I know this is blasphemous for an EM doc to say, but I’m actually pretty skeptical of high dose nitro having much of an effect for acute, cardiogenic pulmonary edema. I, too, have not intubated a SCAPE or decompensated heart failure patient in years, but I think it has very little to do with nitro and everything to do with NIPPV. I’ve lost count of the number of times I asked the nurse to bolus the patient 500mcg of nitro and start them at a rate of 100mcg/min and titrate down afterward, only to find the nurse never bolused the patient and started them at 5mcg/min (because that’s what the instructions on the bottle say) only to find the patient already looks significantly better just on BPAP and BP has already improved dramatically likely due to the patient feeling like they can breath again leading to a reduction in their sympathetic surge.
I have no evidence to back up my skepticism, but there is also no high quality data to back up the use of high dose nitro either.

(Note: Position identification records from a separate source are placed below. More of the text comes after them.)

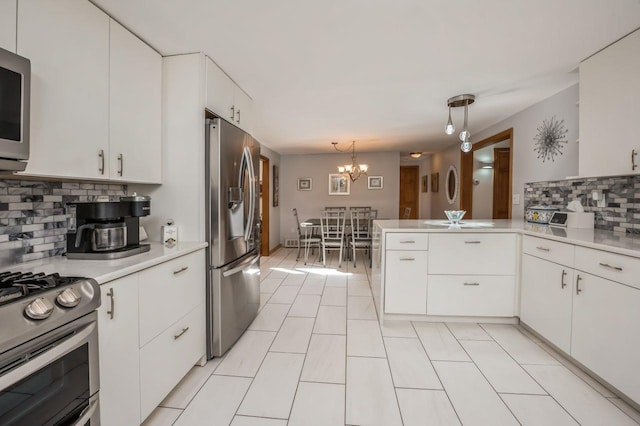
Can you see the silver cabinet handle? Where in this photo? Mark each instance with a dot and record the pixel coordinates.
(184, 268)
(179, 335)
(101, 157)
(121, 164)
(111, 312)
(606, 265)
(578, 289)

I still give it, but it’s just never as important to me as getting the patient on NIPPV. Honestly, I think it would be an interesting study to randomize SCAPE patients to standard cardene dosing vs high dose nitro therapy. I think the only problem with this study would be that you couldn’t blind the physicians to the therapies.
Very interesting topic! I've just done a deep dive on this.
There are multiple lines of evidence to support vasodilator therapy in acute decompensated heart failure, going back thirty years before NIV was commonly used or available. In fact, there was one prospective trial that compared NIV with vasodilator therapy directly and purported a benefit in favour of vasodilator therapy. Vasodilators even work wonders in frank cardiogenic shock. It's always fun to watch the nurses eyes when the MAP goes UP after starting sodium nitroprusside.
In other words, the evidence definitely supports the view that GTN works, even in the absence of NIV.
(Sorry for the copious references but I believe they are all the studies related to this question in particular. And it's meant in the academic spirit of the thread.)
Mullens Wilfried, Abrahams Zuheir, Francis Gary S., et al. Sodium nitroprusside for advanced low-output heart failure. Journal of the American College of Cardiology. 2008;52(3):200-207.
Nashed AH, Allegra JR. Intravenous nitroglycerin boluses in treating patients with cardiogenic pulmonary edema. Am J Emerg Med 1995;13(5):612–3 Sep.
Nashed A, Allegra JR, Eskin B, Garg S, Roche LM. Prospective trial of the treatment of acute cardiogenic pulmonary edema with intravenous nitroglycerine boluses. Ann Emerg Med 1997 Sep;30(3):382.
Cotter G, Metzkor E, Kaluski E, Faigenberg Z, Miller R, Simovitz A, et al. Randomised trial of high-dose isosorbide dinitrate plus low-dose furosemide versus high-dose furosemide plus low-dose isosorbide dinitrate in severe pulmonary oedema. Lancet 1998;351(9100):389–93 Feb 7.
Sharon A, Shpirer I, Kaluski E, Moshkovitz Y, Milovanov O, Polak R, et al. High-dose intravenous isosorbide-dinitrate is safer and better than Bi-PAP ventilation combined with conventional treatment for severe pulmonary edema. J Am Coll Cardiol 2000;36(3):832–7 Sep.